The Court: I’ll overrule the objection.

The appellant argues that the State’s reference to a burglary, robbery, and attempted murder was improper because it was outside the record.

The State contends that the appellant waived any error by not objecting when the argument was previously made. The State further argues that even if the objection had been timely, the argument was not improper, but was merely a summation of the several offenses that were part of the res gestae of the charged offense. We agree.

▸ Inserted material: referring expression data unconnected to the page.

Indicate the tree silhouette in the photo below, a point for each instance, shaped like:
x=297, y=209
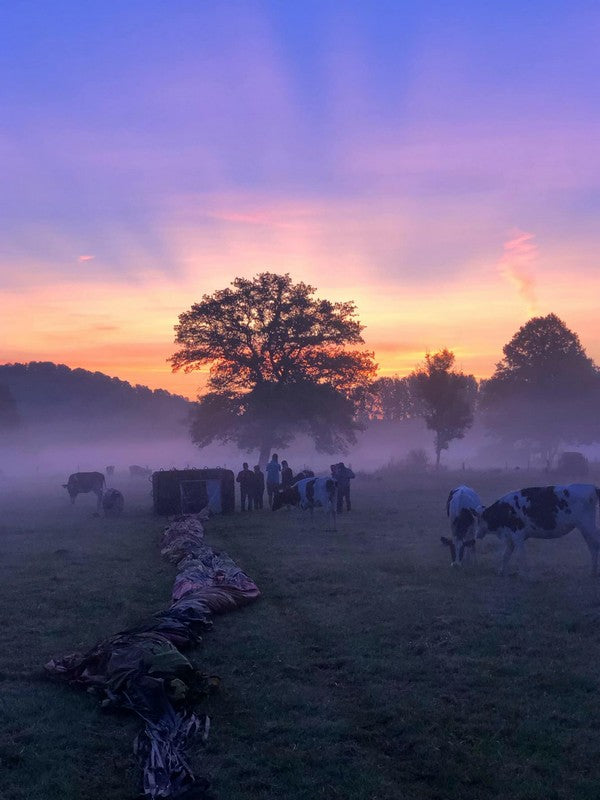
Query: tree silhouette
x=394, y=399
x=447, y=399
x=9, y=416
x=279, y=365
x=545, y=391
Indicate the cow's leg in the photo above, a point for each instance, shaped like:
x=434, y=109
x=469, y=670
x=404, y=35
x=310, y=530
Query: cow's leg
x=333, y=517
x=592, y=539
x=521, y=555
x=509, y=546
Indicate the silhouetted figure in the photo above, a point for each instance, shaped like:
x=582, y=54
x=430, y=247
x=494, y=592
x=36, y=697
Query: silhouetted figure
x=247, y=484
x=343, y=476
x=273, y=470
x=259, y=487
x=287, y=476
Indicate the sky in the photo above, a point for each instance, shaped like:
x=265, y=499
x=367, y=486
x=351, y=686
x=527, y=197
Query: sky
x=435, y=162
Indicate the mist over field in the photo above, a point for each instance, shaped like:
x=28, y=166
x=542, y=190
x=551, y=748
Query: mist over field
x=42, y=451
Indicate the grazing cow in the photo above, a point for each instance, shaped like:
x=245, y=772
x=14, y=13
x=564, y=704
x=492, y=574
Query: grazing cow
x=305, y=473
x=463, y=508
x=83, y=482
x=544, y=512
x=113, y=503
x=135, y=471
x=309, y=493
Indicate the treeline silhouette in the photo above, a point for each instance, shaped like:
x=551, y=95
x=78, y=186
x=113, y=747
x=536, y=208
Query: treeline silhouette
x=79, y=404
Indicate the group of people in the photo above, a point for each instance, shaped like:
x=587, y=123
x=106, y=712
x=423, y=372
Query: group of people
x=279, y=476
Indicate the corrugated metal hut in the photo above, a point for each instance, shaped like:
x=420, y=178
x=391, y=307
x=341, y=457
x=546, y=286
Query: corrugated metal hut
x=188, y=491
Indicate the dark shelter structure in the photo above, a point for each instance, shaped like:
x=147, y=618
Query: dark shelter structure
x=188, y=491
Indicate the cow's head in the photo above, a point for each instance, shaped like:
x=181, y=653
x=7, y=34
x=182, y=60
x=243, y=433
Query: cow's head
x=285, y=497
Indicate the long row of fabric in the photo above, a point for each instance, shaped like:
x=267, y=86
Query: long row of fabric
x=143, y=669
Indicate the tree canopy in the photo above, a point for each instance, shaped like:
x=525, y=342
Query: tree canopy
x=279, y=362
x=545, y=391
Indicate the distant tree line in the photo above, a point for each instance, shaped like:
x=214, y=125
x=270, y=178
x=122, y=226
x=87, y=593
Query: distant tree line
x=284, y=362
x=544, y=394
x=77, y=403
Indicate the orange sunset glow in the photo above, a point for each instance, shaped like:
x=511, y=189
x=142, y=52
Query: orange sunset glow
x=450, y=204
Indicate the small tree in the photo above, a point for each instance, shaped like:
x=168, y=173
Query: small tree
x=545, y=391
x=279, y=365
x=448, y=399
x=394, y=399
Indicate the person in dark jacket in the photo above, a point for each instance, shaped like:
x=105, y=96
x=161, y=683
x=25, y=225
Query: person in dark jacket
x=247, y=482
x=343, y=476
x=259, y=487
x=287, y=475
x=273, y=470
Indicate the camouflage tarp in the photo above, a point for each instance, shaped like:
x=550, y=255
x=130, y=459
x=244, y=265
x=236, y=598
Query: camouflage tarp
x=142, y=669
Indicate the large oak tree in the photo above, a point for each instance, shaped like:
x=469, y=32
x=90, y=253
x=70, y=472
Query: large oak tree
x=545, y=392
x=282, y=362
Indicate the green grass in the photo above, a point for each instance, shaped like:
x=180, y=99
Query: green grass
x=368, y=670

In Lomas v. State, 707 S.W.2d 566 (Tex.Crim.App.1986), the court set out the boundaries of proper argument during the punishment phase, when there is evidence that the accused committed a collateral offense which is res gestae of the charged offense:

[I]f the surrounding facts and circumstances of a charged offense include a collateral offense, the State may not simply point out the existence of a collateral offense and thereby request additional punishment for that collateral offense. Such an argument seeks to punish a defendant for an act for which he is not on trial. The State must more narrowly show that the collateral offense in some way further enhances the gravity of the charged offense and, in fact, is inexorably connected with the charged offense.

Id. (emphasis supplied).

In Lomas, the defendant was charged with aggravated sexual assault. The State specifically asked the jury to consider how much additional punishment should be “tacked on” for the collateral offense of tying up the complainant and making her kneel on pecan shells. The court found that this argument was improper because it invited the jury to make a separate determination of punishment for a remote collateral crime. Id.

. In contrast, the State’s argument in the present case does not invite the jury to *831assess additional punishment for the collateral offenses committed immediately after the charged offense. Instead, the prosecutor asked the jury to consider the entire “scenario” when considering the probation requested by appellant. The prosecutor then summarized the evidence, including the robbery and stabbing of the complainant.

We conclude that the prosecutor did not go beyond the boundaries of proper argument when he discussed the circumstances surrounding the appellant’s aggravated rape of the complainant. Cf. Lomas, 707 S.W.2d 566; Klueppel v. State, 505 S.W.2d 572 (Tex.Crim.App.1974).

This ground of error is overruled.

The judgment is affirmed.

. Although the issue was not raised by the appellant, we note that art. 37.07, sec. 4 contains ambiguities.

During the 69th Legislative Session, articles 37.07 and 42.12 were amended by adding sec. 4 to art. 37.07 and by recodifying the offenses listed in art. 42.12, secs. 3f(a)(l) and (2) under 3g(a)(l) and (2). See 69th Leg.Sess. pp. 2903-2904, 4446, chs. 427, 576. In doing so, the legislature apparently neglected to change the cross-reference in art. 37.07, sec. 4(a) to reflect the recodification of art. 42.12. The resulting ambiguity from reading both statutes together is that there is no list of offenses in the current 3f(a) from which the court may determine when the instruction on parole is to be given.